In the past decades, the emergence of high-density genome-wide single nucleotide polymorphism (SNP) arrays has revolutionized the field of genetic analysis, particularly for complex traits. Linear mixed models that can integrate such large-scale genomic data are widely used for genomic prediction \citep{meuwissen2001prediction,vanraden2008efficient} and genome-wide association studies \citep{visscher201710}.Alongside these, Bayesian approaches have gained significance for their ability to accommodate biologically meaningful prior information on the structure of underlying genetics for genomic prediction and provide probabilistic interpretations of genetic associations.
Recent advancements in high-throughput phenotyping platforms and multi-omics methodologies, coupled with the progress in functional mapping, pave the way for the generation of expansive phenomic, transcriptomic, and metabolomic profiles, along with detailed functional annotations of the genomes. The acquisition of these innovative data sets opens new avenues for us, enabling significant acceleration in enhancing the accuracy of genomic predictions and discoveries of causal variants in genome-wide association studies.
In this thesis, three distinct Bayesian models are developed to address three specific scenarios, each aimed at further improving the accuracy of genome-wide prediction and the power of genome-wide association analyses: 1) The analysis of large-scale longitudinal data; 2) The analysis of high-dimensional and highly correlated (molecular) phenotypic data; and 3) The analysis of multiple traits with comprehensive annotation information on genome.
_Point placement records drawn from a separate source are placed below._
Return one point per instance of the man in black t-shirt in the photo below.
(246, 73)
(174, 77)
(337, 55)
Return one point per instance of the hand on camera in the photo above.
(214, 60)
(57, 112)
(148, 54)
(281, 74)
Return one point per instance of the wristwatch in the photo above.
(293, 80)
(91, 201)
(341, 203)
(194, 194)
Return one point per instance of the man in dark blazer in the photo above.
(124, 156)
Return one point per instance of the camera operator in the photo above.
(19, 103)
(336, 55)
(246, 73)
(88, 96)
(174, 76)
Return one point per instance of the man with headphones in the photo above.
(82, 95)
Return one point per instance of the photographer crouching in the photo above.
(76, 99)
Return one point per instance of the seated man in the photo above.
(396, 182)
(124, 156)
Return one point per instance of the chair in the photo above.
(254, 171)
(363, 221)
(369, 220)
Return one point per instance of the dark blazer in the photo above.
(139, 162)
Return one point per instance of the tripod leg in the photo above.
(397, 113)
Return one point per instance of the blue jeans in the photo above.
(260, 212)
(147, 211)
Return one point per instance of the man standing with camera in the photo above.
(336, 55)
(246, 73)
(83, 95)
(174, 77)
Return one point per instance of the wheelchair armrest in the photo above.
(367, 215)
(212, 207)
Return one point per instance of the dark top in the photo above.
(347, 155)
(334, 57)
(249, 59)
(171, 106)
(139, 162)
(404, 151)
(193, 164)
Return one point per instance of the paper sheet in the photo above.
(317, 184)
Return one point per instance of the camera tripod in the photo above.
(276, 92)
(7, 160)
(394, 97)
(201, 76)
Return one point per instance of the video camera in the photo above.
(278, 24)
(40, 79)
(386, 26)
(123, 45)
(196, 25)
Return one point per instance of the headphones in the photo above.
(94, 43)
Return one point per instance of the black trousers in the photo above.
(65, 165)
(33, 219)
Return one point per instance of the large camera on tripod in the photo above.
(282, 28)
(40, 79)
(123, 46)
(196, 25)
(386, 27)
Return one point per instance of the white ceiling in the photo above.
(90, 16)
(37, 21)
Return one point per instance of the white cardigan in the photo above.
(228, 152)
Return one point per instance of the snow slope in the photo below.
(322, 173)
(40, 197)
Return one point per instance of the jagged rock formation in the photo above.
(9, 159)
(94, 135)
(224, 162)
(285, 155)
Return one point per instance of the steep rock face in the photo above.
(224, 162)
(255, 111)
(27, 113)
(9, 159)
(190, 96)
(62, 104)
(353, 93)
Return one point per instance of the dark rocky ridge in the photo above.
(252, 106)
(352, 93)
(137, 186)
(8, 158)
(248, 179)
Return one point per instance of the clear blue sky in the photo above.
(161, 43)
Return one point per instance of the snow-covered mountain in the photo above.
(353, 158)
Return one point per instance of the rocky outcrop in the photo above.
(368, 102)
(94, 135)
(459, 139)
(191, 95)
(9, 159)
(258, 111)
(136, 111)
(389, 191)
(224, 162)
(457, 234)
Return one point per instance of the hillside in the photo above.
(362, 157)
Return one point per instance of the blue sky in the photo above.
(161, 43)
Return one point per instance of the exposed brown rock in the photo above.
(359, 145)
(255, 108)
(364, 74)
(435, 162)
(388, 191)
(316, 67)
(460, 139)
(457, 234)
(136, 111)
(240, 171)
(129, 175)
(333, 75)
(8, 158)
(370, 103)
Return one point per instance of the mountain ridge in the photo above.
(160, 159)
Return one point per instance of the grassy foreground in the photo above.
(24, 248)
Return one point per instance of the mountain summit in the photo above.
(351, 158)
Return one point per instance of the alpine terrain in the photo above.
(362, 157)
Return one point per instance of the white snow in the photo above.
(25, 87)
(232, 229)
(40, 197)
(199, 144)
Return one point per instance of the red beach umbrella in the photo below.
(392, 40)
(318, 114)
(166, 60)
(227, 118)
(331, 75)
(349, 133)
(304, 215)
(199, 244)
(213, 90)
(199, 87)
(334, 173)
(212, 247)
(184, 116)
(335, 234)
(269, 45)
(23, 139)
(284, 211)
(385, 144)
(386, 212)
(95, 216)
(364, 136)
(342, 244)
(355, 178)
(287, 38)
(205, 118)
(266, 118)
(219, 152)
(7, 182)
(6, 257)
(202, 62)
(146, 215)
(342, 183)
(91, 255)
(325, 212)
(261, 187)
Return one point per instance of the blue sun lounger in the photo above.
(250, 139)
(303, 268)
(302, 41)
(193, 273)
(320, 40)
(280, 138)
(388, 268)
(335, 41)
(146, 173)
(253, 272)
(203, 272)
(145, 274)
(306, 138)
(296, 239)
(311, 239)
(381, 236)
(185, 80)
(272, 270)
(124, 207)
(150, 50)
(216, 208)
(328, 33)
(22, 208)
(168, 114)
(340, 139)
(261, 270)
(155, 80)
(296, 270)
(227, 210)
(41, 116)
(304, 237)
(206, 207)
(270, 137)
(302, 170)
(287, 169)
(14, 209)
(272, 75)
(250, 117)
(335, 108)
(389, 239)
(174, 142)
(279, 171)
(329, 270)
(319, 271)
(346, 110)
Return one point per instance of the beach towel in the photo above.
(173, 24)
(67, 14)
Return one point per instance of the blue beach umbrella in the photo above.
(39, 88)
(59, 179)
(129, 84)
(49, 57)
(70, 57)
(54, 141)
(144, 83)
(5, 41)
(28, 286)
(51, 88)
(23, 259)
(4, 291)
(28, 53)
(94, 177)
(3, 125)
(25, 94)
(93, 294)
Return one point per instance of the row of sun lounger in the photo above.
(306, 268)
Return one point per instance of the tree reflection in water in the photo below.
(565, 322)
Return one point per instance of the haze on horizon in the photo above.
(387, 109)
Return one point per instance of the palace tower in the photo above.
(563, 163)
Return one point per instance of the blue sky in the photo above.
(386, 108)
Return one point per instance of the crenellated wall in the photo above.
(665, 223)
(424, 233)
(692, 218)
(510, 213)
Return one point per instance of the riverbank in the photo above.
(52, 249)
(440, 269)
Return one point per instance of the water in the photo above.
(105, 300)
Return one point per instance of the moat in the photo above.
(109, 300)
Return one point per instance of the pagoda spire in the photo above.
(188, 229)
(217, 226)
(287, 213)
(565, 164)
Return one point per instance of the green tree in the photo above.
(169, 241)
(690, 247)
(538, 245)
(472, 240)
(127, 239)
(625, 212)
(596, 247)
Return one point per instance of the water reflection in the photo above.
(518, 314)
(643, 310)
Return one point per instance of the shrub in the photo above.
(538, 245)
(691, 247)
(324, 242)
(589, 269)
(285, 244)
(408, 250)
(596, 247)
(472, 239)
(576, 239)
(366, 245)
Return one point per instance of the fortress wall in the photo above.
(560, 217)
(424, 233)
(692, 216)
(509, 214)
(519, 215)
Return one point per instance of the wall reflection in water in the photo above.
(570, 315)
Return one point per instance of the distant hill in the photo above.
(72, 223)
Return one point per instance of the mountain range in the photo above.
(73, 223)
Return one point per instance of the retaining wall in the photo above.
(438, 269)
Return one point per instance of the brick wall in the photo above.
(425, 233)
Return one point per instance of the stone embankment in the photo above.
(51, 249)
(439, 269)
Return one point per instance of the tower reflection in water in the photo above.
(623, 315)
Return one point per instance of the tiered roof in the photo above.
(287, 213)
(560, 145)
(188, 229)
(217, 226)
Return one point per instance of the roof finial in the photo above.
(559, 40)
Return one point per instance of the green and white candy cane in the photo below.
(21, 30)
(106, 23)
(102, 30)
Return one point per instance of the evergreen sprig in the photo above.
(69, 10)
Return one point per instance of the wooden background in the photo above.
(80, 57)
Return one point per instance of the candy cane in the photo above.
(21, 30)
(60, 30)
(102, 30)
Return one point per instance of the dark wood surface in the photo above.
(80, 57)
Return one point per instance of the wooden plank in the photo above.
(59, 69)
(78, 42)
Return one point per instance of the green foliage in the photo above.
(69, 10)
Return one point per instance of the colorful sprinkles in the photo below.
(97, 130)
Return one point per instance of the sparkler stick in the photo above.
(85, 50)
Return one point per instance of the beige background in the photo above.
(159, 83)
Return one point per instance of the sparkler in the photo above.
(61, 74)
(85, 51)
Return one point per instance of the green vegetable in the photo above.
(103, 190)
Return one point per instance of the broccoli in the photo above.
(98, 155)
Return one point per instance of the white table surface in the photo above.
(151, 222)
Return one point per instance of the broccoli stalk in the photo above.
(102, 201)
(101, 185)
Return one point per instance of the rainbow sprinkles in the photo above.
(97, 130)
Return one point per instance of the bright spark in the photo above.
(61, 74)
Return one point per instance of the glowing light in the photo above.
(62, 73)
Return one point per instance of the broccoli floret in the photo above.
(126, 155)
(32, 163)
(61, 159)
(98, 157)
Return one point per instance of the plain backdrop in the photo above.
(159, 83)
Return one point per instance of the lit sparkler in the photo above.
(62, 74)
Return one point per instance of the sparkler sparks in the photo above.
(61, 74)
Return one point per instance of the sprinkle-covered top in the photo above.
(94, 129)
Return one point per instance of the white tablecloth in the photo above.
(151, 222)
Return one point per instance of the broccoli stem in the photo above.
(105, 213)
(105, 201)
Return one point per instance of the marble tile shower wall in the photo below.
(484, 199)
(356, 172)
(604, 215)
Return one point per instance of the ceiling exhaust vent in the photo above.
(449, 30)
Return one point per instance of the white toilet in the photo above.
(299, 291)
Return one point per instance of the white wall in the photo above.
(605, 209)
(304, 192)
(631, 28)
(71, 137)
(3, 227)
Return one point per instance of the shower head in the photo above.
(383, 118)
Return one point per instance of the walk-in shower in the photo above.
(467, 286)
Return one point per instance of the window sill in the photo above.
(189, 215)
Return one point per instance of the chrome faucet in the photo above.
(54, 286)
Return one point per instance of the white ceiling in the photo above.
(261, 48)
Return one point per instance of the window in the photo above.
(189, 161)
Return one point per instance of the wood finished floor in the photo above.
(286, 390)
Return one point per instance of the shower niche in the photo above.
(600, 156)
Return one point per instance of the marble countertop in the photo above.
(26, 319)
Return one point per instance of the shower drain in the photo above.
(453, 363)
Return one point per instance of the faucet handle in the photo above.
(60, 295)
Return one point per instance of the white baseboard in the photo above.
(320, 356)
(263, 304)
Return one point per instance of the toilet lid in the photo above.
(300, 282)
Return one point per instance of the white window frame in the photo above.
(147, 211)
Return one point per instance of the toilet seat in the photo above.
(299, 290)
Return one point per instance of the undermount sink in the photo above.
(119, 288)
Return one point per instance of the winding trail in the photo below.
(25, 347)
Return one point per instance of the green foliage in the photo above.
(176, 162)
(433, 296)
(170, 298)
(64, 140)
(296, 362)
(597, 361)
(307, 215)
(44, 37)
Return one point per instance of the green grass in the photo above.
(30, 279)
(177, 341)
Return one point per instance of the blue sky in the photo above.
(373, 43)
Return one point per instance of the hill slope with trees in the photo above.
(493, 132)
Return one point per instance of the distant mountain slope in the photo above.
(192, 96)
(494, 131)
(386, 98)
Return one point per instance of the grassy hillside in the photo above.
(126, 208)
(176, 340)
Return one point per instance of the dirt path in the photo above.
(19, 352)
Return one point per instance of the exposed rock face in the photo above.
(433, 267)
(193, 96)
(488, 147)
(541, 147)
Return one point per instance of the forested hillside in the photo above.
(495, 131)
The first part of this research presents the development and application of a Bayesian random regression model with mixture priors, named RR-BayesC, to analyze time-series measurements in genome-enabled analyses. Based on simulated and real rice (Oryza sativa L.) data, we show that RR-BayesC has a promising ability to distinguish quantitative trait loci (QTL) that are invariant to temporal covariates and QTL that interact with time, resulting in high prediction accuracy even when forecasting is required for phenotypes at later periods.
The second part of this research proposes a high-dimensional Bayesian multivariate regression model with mixture priors, named MegaBayesC, to simultaneously analyze genetic variants underlying thousands of traits. Applied to Genomic Prediction, MegaBayesC effectively integrates hyperspectral reflectance data from 620 hyperspectral wavelengths to improve the accuracy of breeding value prediction on grain yield in a wheat dataset. Applied to Genome-Wide Association Studies, we use simulations to show that MegaBayesC can accurately estimate the effect sizes of QTL across various genetic architectures and causes of correlations among traits. Furthermore, application of MegaBayesC to identify genetic associations with flowering time in Arabidopsis thaliana, leveraging expression data from 20,843 genes is also presented.
The third part of this research proposes an annotation-assisted summary statistics-based multi-trait BayesC model, named MT-SBayesC-func. This model is designed to explore the pleiotropic genetic structure underlying two traits, by incorporating additional information from functional annotations. Through simulation studies, MT-SBayesC-func has demonstrated its ability to accurately estimate annotation-specific genetic correlations and polygenic overlaps, which deepens our understanding of the shared genetic mechanisms underlying complex traits.